この宇宙には「知性」と「デザイン性」がある

 

 私は、この宇宙の全ての存在と構成に「知性」と「デザイン性」を認めざるを得ません。そうであれば正直なところ、知性は知性を持つ者が存在することを示し、デザインはデザイナーによって考案されていると素直に思いたいのです。

 この話は三十年も前にアーサー・カスタンス氏の本で読んだものですが、氏は、この美しい大自然の中で、生き物が元来どれほどうまく共存しているかに注目しています。

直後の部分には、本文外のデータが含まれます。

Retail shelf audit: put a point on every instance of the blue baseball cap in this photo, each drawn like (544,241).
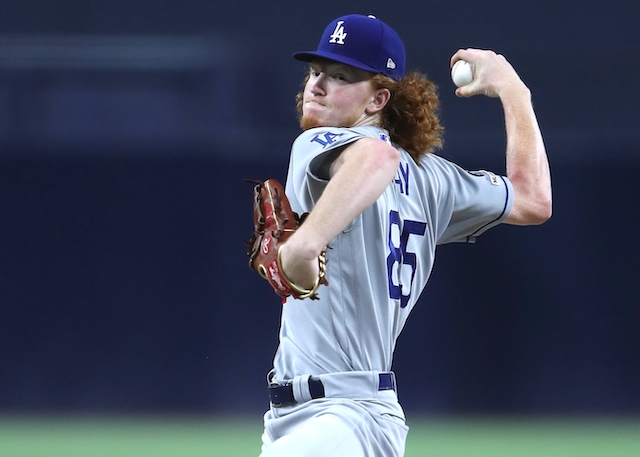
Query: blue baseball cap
(364,42)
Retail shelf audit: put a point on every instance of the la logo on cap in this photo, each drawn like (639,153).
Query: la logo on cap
(338,34)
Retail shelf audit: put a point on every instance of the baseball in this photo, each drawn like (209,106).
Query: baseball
(462,73)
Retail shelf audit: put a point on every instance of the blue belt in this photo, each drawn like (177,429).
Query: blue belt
(282,394)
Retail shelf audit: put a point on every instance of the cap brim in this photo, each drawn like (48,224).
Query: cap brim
(308,56)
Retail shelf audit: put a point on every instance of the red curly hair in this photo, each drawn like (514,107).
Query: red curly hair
(412,114)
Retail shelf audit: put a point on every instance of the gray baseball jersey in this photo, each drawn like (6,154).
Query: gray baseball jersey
(380,264)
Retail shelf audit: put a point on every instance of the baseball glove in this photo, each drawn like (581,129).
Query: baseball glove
(274,222)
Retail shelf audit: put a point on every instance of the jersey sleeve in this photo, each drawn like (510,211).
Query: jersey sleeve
(476,202)
(311,156)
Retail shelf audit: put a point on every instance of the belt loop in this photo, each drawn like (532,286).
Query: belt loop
(301,391)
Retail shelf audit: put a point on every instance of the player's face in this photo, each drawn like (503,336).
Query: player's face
(335,95)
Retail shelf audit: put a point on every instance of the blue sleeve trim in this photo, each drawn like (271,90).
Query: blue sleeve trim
(471,238)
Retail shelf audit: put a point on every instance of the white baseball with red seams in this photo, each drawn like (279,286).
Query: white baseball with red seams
(462,73)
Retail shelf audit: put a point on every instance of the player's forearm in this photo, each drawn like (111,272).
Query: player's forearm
(527,163)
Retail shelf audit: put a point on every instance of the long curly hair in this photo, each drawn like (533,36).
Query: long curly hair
(412,114)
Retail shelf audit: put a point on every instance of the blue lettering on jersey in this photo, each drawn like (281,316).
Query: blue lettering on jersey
(329,138)
(402,178)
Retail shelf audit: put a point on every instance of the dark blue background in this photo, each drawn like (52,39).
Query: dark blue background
(127,129)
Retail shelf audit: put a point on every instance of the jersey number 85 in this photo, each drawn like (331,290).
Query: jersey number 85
(399,258)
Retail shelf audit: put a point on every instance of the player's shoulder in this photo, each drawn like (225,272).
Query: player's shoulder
(331,137)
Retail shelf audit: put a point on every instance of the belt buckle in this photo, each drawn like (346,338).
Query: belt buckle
(285,386)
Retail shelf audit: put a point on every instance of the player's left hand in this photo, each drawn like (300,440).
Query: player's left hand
(274,223)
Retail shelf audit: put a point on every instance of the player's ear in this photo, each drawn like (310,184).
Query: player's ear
(379,100)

 彼はその一つとして、ワニとワニチドリと言う小さな鳥との共存友好関係を指摘しています。ワニには歯茎に寄生虫がわくそうですが、それに悩まされるようになると、ワニは陸に上がって奇妙な鳴き声を立てます。するとそれが合図なのか、ワニチドリが飛んできてワニの口の前に降り立つ。するとワニは大きな口を開き、鳥が中に入るとやさしく口を閉じる。中に閉じ込められた鳥は寄生虫とか歯の間に挟まった食物と言うご馳走を食べ、終わると口中の壁をこつこつと叩いて仕事が終わったことを知らせます。するとワニは美味しい小鳥をそのまま食べてしまいたいのを我慢して、口を開いて小鳥を出してやるそうです。これは動物同士の相互扶助、共存共栄の例であると言います。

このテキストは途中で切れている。